Leaning on relationships to grow
Baltimore, Maryland-based Brightview Senior Living has sought to continue developing communities annually since its inception 25 years ago, with a target between two and four communities each year. The company has leaned on equity and banking relationships to keep funding flowing into its coffers. Brightview is unique in that the company takes a private-fund approach for new growth, with its most recent fundraise targeting more than $200 million.

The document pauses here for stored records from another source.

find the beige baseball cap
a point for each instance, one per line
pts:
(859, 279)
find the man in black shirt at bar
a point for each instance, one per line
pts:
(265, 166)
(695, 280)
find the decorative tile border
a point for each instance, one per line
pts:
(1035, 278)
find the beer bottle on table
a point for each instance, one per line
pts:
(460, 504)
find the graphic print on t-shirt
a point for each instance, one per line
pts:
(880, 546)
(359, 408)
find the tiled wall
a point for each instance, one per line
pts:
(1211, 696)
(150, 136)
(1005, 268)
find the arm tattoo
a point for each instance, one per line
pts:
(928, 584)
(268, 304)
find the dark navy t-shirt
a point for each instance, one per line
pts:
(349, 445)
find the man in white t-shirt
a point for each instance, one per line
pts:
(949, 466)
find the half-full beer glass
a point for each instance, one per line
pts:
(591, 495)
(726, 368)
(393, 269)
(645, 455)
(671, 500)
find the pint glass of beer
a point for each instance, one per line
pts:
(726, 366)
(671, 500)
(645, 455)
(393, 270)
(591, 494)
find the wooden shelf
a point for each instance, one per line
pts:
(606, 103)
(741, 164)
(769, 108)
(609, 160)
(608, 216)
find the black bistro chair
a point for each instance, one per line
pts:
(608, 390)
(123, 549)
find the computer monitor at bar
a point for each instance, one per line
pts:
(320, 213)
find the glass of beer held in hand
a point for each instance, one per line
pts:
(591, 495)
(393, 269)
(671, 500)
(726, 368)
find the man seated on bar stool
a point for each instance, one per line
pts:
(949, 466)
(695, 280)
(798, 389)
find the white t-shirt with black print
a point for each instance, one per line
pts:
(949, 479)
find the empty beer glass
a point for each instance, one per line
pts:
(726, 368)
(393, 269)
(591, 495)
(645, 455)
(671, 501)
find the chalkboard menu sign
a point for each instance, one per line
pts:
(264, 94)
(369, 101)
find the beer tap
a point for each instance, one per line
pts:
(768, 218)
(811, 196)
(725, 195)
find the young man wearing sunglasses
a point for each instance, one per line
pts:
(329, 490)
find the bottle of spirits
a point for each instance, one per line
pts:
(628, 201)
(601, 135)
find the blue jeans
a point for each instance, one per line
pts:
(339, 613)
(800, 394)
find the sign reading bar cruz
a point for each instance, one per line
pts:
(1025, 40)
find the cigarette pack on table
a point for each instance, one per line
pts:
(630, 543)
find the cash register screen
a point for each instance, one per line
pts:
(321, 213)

The company currently has four communities under construction in Virginia, New Jersey and New York, with another 10 in its pipeline currently under site control. The company manages48 communities across eight states in the U.S. Mid-Atlantic region.
Even if development goes “gangbusters” in the years ahead the company plans to continue at its current pace in order to maintain a “high-quality startup process” for its new builds upon completion with dedicated support from the home office.
Looking ahead to the next six to 12 months, Marker said he believes there will be at least a “slight uptick” in new-builds.
“Groups will need to continue to find solutions to mitigate the uncertainty with tariff risk in construction. But if groups can successfully do that, the debt and equity is becoming more available. We’re currently out beginning our fundraise for our ninth private fund, and there’s been very strong response so far to that opportunity for investors on the equity side as well.”